Il grafico interattivo

di Daniele Bovi

Quasi tre milioni di euro al giorno negli ultimi tre anni, mentre se ci si volesse soffermare al solo 2013, facendo una media secca ogni umbro, neonati compresi, ha ‘investito’ nei giochi racchiusi nell’area dei Monopoli di Stato 1.170 euro. Di questi 904 sono tornati nelle tasche dei giocatori come vincita, mentre i restanti 266 sono quelli che nelle tasche non torneranno mai. Una sorta di ‘tassa’ sul gioco. Umbria24 ha elaborato i dati pubblicati dai Monopoli di Stato e relativi alla raccolta registrata nella regione nel 2011, 2012 e 2013 per quanto riguarda le newslot, le videolottery, il Superenalotto, le lotterie, il Lotto, l’ippica, il Bingo e così via. Numeri, mostrati nel grafico interattivo, che non rappresentano però l’intero arco delle possibilità offerte ai giocatori, visto che manca (oltre all’area delle scommesse) tutto il settore online data la difficoltà ad individuare i territori dai quali le giocate arrivano.

IL GRAFICO INTERATTIVO

I numeri Per fare un confronto omogeneo, per quanto riguarda il 2011 il totale indicato nel grafico è di 1,064 miliardi di euro. Al totale mancano infatti i cento milioni di euro dei cosiddetti «giochi di abilità» (carte e così via), che per i due anni successivi il Monopolio non indica nelle sue tabelle. Il primo dato che il grafico interattivo fa saltare all’occhio è quello di un calo della raccolta dal 2011 al 2013, che passa infatti da un miliardo 164 milioni di euro a un miliardo 36 milioni. Nel 2012 invece la raccolta è stata di 1,101 miliardi, dei quali 840 milioni sono stati restituiti come vincite. Cifre che si abbassano nel 2013: in totale nei giochi sono finiti 1,036 miliardi con 801 milioni di vincite. Negli ultimi due anni quindi è rimasta stabile intorno al 77% la percentuale di denaro tornato nel portafoglio dei giocatori.

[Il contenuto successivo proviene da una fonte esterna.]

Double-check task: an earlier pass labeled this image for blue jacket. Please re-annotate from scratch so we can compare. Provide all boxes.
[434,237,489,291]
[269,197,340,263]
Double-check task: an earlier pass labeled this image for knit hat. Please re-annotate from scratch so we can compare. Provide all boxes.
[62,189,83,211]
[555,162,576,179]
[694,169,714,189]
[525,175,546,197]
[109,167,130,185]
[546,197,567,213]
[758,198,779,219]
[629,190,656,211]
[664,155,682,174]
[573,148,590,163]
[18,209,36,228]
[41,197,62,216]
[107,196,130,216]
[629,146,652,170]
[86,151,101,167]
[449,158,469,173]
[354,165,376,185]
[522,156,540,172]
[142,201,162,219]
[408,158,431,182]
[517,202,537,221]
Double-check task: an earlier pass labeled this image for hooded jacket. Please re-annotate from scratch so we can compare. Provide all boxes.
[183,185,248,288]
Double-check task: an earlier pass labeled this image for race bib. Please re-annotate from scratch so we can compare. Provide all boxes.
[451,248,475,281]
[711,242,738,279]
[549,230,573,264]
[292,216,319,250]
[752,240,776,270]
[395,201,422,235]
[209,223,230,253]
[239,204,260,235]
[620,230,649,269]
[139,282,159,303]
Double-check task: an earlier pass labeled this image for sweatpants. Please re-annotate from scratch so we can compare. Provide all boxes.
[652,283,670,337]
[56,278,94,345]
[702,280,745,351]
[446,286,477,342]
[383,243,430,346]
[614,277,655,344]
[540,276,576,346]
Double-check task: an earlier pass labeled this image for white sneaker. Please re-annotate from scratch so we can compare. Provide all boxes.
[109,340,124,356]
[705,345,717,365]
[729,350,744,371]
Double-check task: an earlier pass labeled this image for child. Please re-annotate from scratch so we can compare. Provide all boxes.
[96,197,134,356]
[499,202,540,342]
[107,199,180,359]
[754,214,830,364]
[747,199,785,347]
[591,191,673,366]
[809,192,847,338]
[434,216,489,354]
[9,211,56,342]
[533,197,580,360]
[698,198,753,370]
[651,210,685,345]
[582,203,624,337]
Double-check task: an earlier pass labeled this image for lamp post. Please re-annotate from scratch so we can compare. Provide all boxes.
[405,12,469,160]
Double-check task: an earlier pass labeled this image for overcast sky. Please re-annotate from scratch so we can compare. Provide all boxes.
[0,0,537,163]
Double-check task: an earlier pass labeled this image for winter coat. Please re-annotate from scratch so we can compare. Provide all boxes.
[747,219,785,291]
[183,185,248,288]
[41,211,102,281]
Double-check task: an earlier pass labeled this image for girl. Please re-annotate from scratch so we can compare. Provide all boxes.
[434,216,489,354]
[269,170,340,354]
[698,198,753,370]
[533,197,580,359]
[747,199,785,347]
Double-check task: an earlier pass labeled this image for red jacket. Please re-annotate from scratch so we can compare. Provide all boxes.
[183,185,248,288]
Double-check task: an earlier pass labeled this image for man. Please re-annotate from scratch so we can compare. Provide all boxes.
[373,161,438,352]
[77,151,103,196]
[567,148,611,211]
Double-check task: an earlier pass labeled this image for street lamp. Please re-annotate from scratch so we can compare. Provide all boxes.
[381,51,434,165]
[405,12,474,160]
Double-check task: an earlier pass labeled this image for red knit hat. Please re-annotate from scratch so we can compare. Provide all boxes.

LUDOPATIA, IL DDL DELLA REGIONE

La classifica Se si va a guardare poi quali sono i giochi che più hanno catturato l’attenzione degli umbri negli ultimi tre anni, non c’è partita. A stravincere sono in modo molto netto tutti quelli che i Monopoli classificano sotto la voce «Apparecchi», ovvero sostanzialmente newslot e videolottery: 2,186 miliardi su 3,201 totali. A distanza abissale ci sono le lotterie (515 milioni), nelle quali sono compresi l’enorme quantità di «gratta e vinci» in circolazione. Segue il Lotto (238 milioni), tutti i «giochi a base sportiva» ovvero ad esempio Totocalcio, Big Match o Big Race (123,6 milioni). Poi ci sono i vari Superenalotto, Eurojackpot, Win for life ossia tutti quei «giochi numerici a totalizzatore» (70,9 milioni di euro). Agli ultimi due posti l’ippica (38,2 milioni) e il Bingo (27,4 milioni).